There’s a reason consumer drones have evolved from an expensive toy into a tool of war: They can perform high-altitude surveillance, carry out reconnaissance, or even deploy weapons, with their operator safely hidden as far as miles away. But hackers are revealing that for quadcopters sold by the world’s biggest drone manufacturer, operators aren’t nearly as hidden as they might think. In fact, these small flying machines are continually broadcasting their pilots’ exact locations from the sky, and anyone with some cheap radio hardware and a newly released software tool can eavesdrop on those broadcasts and decode them to extract their coordinates.
At the Network and Distributed System Security Symposium (NDSS) in San Diego this week, researchers from Ruhr University Bochum and the CISPA Helmholtz Center for Information Security demonstrated that they were able to reverse engineer the radio signals of drones sold by DJI, the leading manufacturer of consumer quadcopter drones, to decode a radio protocol they use called DroneID. By deconstructing this signal, the researchers could see that every DJI drone’s DroneID communications transmit not only its own GPS location and a unique identifier for that drone, but also the GPS coordinates of its operator.

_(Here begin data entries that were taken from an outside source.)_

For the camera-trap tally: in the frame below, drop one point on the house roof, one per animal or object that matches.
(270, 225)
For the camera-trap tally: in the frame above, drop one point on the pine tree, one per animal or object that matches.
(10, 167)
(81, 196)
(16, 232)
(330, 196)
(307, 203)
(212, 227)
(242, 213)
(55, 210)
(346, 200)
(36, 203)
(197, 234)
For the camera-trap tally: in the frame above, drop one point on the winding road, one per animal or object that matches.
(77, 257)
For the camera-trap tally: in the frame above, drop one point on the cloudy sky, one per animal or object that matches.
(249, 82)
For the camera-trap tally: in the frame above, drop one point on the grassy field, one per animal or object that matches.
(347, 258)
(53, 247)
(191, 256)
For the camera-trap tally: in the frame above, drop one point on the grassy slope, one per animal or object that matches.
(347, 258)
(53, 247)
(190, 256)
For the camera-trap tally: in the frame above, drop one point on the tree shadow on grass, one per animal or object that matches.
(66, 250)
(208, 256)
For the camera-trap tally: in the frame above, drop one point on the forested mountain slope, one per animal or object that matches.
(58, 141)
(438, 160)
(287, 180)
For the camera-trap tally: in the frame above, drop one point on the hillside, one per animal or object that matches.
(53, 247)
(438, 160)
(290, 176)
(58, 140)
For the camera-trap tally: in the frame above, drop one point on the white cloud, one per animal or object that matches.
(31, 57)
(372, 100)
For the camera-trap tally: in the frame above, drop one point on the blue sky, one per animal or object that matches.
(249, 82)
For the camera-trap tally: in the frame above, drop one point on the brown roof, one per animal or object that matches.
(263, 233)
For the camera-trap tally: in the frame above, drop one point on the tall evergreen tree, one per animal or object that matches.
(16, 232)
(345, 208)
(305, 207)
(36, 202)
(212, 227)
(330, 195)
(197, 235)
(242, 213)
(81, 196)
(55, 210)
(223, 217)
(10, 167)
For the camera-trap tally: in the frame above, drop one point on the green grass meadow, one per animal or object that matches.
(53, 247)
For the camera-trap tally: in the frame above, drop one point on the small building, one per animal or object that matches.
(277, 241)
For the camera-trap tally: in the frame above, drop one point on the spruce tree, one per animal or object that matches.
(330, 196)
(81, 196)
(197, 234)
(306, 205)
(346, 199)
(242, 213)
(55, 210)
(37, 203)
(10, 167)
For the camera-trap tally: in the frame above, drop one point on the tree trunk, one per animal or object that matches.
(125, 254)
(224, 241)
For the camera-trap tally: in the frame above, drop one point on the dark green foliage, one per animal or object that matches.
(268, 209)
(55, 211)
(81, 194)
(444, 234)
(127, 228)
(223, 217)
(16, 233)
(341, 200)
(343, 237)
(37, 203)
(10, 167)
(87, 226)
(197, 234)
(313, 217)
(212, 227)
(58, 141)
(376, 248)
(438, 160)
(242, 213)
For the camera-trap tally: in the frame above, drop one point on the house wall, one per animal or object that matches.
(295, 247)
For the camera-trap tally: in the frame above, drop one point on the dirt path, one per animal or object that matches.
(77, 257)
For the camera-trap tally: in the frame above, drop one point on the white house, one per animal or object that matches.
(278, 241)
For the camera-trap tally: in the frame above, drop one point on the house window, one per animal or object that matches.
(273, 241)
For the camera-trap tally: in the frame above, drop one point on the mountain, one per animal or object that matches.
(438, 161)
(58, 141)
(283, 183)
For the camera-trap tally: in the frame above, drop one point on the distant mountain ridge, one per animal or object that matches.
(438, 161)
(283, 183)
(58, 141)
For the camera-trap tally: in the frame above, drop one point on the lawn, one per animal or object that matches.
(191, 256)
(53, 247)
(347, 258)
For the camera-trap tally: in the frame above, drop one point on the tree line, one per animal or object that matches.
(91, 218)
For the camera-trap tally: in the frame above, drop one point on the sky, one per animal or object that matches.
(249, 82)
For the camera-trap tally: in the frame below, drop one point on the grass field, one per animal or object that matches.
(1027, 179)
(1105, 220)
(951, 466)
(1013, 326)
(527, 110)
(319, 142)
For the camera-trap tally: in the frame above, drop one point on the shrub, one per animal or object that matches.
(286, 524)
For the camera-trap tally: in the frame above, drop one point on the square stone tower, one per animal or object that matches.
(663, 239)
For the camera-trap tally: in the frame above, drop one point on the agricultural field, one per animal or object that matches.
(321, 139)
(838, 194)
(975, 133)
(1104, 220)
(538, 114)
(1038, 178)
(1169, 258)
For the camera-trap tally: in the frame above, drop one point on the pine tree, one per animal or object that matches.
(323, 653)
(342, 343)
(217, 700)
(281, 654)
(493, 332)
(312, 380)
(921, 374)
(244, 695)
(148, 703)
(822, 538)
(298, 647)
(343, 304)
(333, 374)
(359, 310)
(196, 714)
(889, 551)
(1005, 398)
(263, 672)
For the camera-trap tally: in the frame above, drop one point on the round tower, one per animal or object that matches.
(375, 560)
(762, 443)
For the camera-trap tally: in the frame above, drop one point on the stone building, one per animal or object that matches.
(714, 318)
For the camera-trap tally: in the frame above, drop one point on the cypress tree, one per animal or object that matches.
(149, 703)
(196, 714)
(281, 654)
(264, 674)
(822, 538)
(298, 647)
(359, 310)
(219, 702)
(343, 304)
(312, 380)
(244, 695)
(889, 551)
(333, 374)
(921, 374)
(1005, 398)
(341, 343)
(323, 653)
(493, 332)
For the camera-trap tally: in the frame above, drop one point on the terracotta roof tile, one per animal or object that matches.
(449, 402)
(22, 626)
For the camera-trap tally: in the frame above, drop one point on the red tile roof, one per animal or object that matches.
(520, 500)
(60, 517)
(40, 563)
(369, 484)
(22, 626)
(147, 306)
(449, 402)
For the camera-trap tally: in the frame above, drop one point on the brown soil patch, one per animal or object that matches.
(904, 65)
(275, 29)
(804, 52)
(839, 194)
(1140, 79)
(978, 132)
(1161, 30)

That DroneID system was designed to allow governments, regulators, and law enforcement to monitor drones and prevent their abuse. But hackers and security researchers have warned for the past year that DroneID is unencrypted and open to anyone who can receive its radio signals. The German researchers, as well as another researcher working separately at the University of Tulsa, have now shown just how completely that signal can be decoded and read, allowing any hacker who can eavesdrop on DroneID to pinpoint a drone’s hidden operator, even if that drone pilot is miles away.
To publicly prove their findings, the German group has released a prototype tool to receive and decode DroneID data here.
The researchers’ discovery—and their public tool—provide new evidence of the serious privacy and operational security concerns DroneID presents for operators, especially considering that DJI drones are now often used in war zones, where revealing a drone operator’s location can draw enemy fire. And while DJI has an enormous majority share of the consumer drone market, the problem will only grow when new US Federal Aviation Administration regulations go into effect in September, mandating that all consumer drones implement systems similar to DroneID.
“This is a big problem, right?” says Moritz Schloegel, one of the Ruhr University graduate researchers presenting the DroneID findings at NDSS. “You might think your drone transmits its position. But suddenly, it’s transmitting your position as well. Whether you’re privacy-minded or you’re in a conflict zone, nasty stuff can happen.”